When a debtor files for Chapter 7 or Chapter 13 bankruptcy, a bankruptcy trustee is appointed to oversee the case. Many debtors who file for bankruptcy without an attorney, mistakenly believe that the bankruptcy trustee is there to protect them from the creditors when in fact the bankruptcy trustee’s main responsibility is to collect money from debtor’s assets and use them to pay creditors as required by the bankruptcy laws. In other words, the bankruptcy trustee is looking out for the creditors’ interests.
Although the bankruptcy trustee is not the enemy of debtors, they will act against any debtor that does not follow bankruptcy law even if it’s because the debtor doesn’t know the law. During a Chapter 13 bankruptcy, the bankruptcy trustee reviews the proposed repayment plan to make sure that it follows the law and he/she is also the person that collects monthly payments from the debtor and distributes them to creditors, according to the Chapter 13 bankruptcy plan. In a Chapter 7 bankruptcy, the bankruptcy trustee will collect and liquidate the debtor’s assets and distribute the money to creditors. It is the job of the bankruptcy trustee to make sure that the creditors get their fair share of the debtor’s money.

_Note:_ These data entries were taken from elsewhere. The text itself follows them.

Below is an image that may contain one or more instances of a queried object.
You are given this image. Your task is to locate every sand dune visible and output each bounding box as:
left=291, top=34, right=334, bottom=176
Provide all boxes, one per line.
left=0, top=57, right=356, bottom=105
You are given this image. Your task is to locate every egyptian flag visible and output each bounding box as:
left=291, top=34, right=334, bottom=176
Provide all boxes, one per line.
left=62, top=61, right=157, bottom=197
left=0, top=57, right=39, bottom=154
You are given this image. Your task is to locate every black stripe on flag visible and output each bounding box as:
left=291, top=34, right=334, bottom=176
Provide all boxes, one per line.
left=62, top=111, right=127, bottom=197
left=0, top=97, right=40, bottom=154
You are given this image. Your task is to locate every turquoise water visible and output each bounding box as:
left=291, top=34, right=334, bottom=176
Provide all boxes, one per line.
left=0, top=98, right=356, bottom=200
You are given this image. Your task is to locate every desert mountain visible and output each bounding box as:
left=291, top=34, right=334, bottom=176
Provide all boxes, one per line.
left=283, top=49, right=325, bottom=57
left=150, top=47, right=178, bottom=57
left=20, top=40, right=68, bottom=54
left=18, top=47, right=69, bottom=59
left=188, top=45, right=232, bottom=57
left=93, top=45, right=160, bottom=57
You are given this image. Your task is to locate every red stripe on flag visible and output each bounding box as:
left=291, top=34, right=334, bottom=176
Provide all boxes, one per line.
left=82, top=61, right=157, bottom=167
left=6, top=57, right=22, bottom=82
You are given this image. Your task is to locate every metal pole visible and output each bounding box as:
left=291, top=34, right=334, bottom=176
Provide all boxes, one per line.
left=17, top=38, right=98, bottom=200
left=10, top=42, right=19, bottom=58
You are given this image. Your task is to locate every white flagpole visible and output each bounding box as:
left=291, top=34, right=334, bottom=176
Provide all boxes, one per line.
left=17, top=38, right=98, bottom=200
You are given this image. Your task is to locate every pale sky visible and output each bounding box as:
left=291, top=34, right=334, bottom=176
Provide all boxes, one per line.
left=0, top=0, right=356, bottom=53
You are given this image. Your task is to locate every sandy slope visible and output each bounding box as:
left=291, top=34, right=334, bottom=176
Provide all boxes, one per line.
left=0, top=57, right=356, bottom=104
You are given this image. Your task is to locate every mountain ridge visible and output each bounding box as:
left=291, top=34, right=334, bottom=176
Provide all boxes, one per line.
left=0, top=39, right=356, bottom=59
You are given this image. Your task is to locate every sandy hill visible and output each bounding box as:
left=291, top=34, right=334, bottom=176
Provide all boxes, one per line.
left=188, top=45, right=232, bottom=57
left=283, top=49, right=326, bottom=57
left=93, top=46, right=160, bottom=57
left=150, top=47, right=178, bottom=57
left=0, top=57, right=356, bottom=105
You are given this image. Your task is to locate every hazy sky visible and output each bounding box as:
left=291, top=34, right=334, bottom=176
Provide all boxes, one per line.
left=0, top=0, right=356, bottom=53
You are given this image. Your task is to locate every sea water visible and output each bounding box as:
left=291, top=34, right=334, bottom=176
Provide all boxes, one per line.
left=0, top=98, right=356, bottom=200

Many debtors who file for bankruptcy without the help of an attorney don’t know all of the important intricacies of bankruptcy law and become vulnerable when the bankruptcy trustee and creditors seize their assets or bring complaints against the debtor. This is why it’s worth the investment to work with an experienced attorney who can look out for the debtor’s interest while the bankruptcy trustee looks out for the interest of creditors.